The Slatest

Terrorism Is Bringing Out the Worst in Voters All Over the World

Migrant men stand in front of electoral posters for National Front President Marine Le Pen in Calais, France, on Dec. 7, 2015. 

Photo by Philippe Huguen/AFP/Getty Images

On Sunday, French voters went to the polls for the first time since the November terrorist attacks, and they rewarded Marine Le Pen’s far-right National Front, or FN, which has capitalized on fears of immigration, open borders, and Islam.

Exit polls for Sunday’s elections for regional governments show the FN leading in six of 13 regions. The party won about 30.8 percent of the total vote, nationwide, leading the recently rebranded center-right Republicans, led by former President Nicolas Sarkozy with 27.2 percent, and current President François Hollande’s Socialists with 22.7 percent. A second round of voting will be held on Dec. 13. In the past, France’s mainstream parties have banded together in run-offs to keep the Front out of power, and the Socialists have announced they are withdrawing from several contests to avoid splitting the anti-FN vote in the run-off. But Sarkozy, who has adopted some of Le Pen’s rhetoric on immigration and the EU, has ruled out an alliance with the Socialists.

The National Front, which also got the most votes in last year’s European Parliament elections, is now the most popular party in France. It’s getting much harder to dismiss the possibility that Le Pen could win next year’s presidential election—a remarkable shift for a party seen as an untouchable xenophobic fringe movement just a few years ago. Part of this shift is thanks to Le Pen’s success in making the party more palatable to mainstream voters by cutting ties with her father, the party’s founder, who embarrassed her with overt anti-Semitism and jokes about the Holocaust. But the party’s core nationalistic message has also undoubtedly gained more appeal as a result of the two horrifying Jihadist attacks in Paris this year. That’s a cause for concern, and not just for France.

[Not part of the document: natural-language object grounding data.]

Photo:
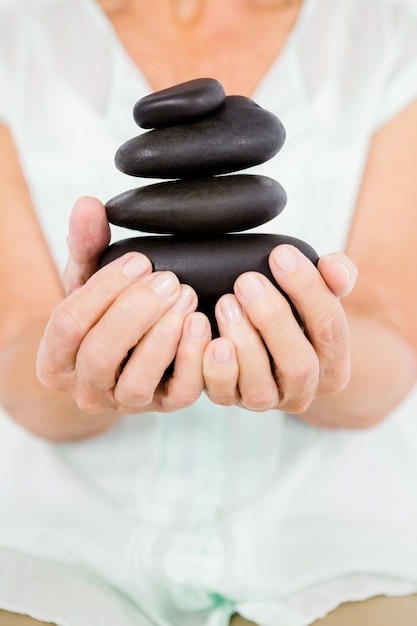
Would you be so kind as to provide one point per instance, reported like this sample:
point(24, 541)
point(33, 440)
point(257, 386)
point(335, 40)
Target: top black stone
point(180, 103)
point(237, 135)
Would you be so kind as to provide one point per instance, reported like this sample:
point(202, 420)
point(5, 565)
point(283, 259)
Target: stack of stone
point(199, 138)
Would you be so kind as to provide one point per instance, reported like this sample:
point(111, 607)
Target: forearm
point(383, 370)
point(47, 413)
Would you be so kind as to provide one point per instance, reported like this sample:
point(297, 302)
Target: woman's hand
point(264, 359)
point(110, 341)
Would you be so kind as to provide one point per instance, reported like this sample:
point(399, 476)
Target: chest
point(237, 46)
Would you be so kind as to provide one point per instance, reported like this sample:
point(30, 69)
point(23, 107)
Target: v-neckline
point(104, 22)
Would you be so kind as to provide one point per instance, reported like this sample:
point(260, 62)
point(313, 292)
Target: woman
point(281, 492)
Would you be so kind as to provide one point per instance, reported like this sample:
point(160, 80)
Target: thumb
point(339, 273)
point(89, 235)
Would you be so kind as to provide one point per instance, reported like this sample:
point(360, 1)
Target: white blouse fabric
point(189, 517)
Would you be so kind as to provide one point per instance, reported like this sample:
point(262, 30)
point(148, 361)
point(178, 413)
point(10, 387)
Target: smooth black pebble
point(209, 264)
point(180, 103)
point(237, 135)
point(220, 204)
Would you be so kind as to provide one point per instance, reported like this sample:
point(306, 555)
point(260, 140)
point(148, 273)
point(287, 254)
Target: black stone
point(237, 135)
point(209, 205)
point(209, 264)
point(180, 103)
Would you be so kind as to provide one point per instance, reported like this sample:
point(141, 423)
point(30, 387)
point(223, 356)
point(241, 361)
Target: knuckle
point(331, 330)
point(336, 377)
point(134, 393)
point(299, 405)
point(222, 399)
point(88, 403)
point(180, 399)
point(271, 317)
point(66, 323)
point(260, 399)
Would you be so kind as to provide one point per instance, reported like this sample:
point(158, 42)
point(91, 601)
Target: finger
point(89, 235)
point(107, 345)
point(339, 273)
point(221, 372)
point(295, 364)
point(256, 384)
point(74, 317)
point(187, 381)
point(320, 312)
point(151, 357)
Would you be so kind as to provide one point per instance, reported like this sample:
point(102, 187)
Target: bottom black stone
point(208, 264)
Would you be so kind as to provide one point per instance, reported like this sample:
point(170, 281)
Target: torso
point(243, 44)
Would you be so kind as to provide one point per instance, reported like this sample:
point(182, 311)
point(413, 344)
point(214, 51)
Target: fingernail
point(198, 326)
point(231, 309)
point(135, 267)
point(222, 355)
point(165, 284)
point(185, 299)
point(250, 287)
point(285, 259)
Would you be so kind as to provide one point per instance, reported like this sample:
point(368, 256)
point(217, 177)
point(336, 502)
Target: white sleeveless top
point(189, 517)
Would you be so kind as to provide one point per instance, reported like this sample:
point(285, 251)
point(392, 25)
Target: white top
point(189, 517)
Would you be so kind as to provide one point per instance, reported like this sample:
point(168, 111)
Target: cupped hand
point(265, 358)
point(111, 340)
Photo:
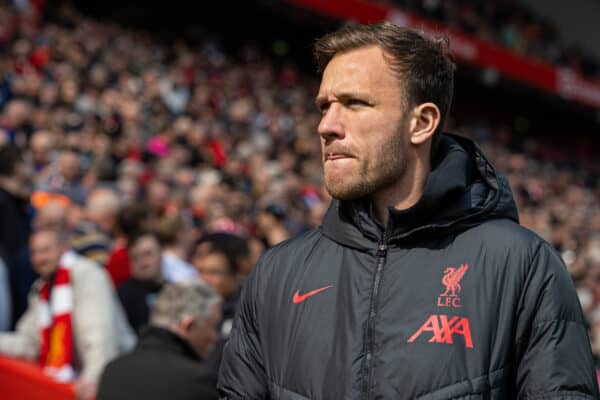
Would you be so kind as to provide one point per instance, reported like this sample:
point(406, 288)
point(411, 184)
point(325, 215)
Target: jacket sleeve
point(554, 359)
point(94, 319)
point(242, 373)
point(24, 342)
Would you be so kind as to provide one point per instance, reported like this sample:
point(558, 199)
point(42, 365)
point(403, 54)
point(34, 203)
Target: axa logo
point(443, 330)
point(451, 279)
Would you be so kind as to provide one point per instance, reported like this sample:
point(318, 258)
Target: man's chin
point(346, 192)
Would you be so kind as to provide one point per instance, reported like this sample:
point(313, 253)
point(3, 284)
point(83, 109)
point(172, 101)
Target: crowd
point(166, 164)
point(511, 25)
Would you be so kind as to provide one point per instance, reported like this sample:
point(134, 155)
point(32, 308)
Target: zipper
point(367, 369)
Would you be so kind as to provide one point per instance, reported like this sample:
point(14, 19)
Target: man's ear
point(185, 324)
point(425, 118)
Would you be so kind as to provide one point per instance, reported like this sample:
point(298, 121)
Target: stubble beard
point(386, 169)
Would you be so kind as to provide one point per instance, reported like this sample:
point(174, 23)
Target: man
point(93, 237)
point(15, 189)
point(420, 283)
point(167, 363)
point(74, 324)
point(176, 237)
point(217, 257)
point(138, 293)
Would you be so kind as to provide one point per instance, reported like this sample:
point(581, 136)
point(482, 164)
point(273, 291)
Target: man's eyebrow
point(321, 99)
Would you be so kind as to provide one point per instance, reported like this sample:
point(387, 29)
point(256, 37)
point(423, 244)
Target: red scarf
point(56, 332)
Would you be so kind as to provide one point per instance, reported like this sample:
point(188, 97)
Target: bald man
point(93, 238)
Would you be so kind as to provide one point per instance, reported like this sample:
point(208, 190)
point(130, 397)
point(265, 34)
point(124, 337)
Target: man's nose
point(331, 125)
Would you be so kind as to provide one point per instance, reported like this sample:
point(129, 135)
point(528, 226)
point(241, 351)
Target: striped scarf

As Gideon Rachman writes in the Financial Times on Monday, “In confusing and scary times, voters seem tempted to turn to ‘strong’ nationalistic leaders — western versions of Russia’s Vladimir Putin.” If trends continue as they are now, he suggests a nightmare scenario for 2017: “President Trump, President Le Pen, President Putin.” (It’s worth keeping in mind that both Le Pen and Donald Trump have wholeheartedly endorsed Vladimir Putin’s controversial intervention in Syria.)

The Nobel Prize–winning behavioral economist Daniel Kahneman has argued that there are cognitive biases that lead voters and leaders to favor more hawkish, adversarial responses to security threats. In modern politics, this tendency tends to benefit the political right. There’s some empirical evidence for this from Israel, a rare country with enough elections and terrorist attacks for a decent sample size. A 2008 Rand Corp. study found that a terrorist attack in a given locality in Israel within three months of an election caused a 1.35 percent increase in that locality’s support for the political right.

It’s not hard to think of examples elsewhere. The U.S. midterm elections of 2002 saw gains for George W. Bush’s Republicans a little more than a year following 9/11, bucking a well-established historical trend in which the president’s party loses seats in midterm votes. Putin, with his brand of strongman nationalism, was propelled to the presidency thanks to the threat of terrorism, and the continuing perception of outside security threats is a big reason Russians still overwhelmingly support him despite the country’s cratering economy. Last month’s Turkish election saw President Recep Tayyip Erdogan’s increasingly authoritarian AKP Party win back a majority it had lost just a few months earlier following a series of major bomb attacks and escalating violence with Kurdish militants.

As my colleague Josh Voorhees has written, some mainstream commentators clearly hoped the Paris attacks would lead Republican voters to come to their senses and support an experienced, establishment candidate in the Jeb Bush mold. Instead, the attacks only increased the support for Donald Trump, with his promises to “bomb the shit out of” ISIS.

I’m not suggesting these leaders are all alike in their policies. Le Pen is actually skeptical of French military action in Syria, and Trump has blasted Jeb Bush for his brother’s war in Iraq. But in times of perceived danger, voters like candidates who can clearly define the enemy and project strength and aggressiveness. Le Pen’s increasing electoral success and Trump’s stubborn refusal to bow to the laws of American politics and go away certainly demonstrate that.

In an address to the nation Sunday night, U.S. President Barack Obama made the case that “tough talk” is no solution to the threat posed by terrorism and that Americans shouldn’t give in to Islamophobia or overly aggressive military policies. I think he’s right. I also think it’s going to be a tough sell.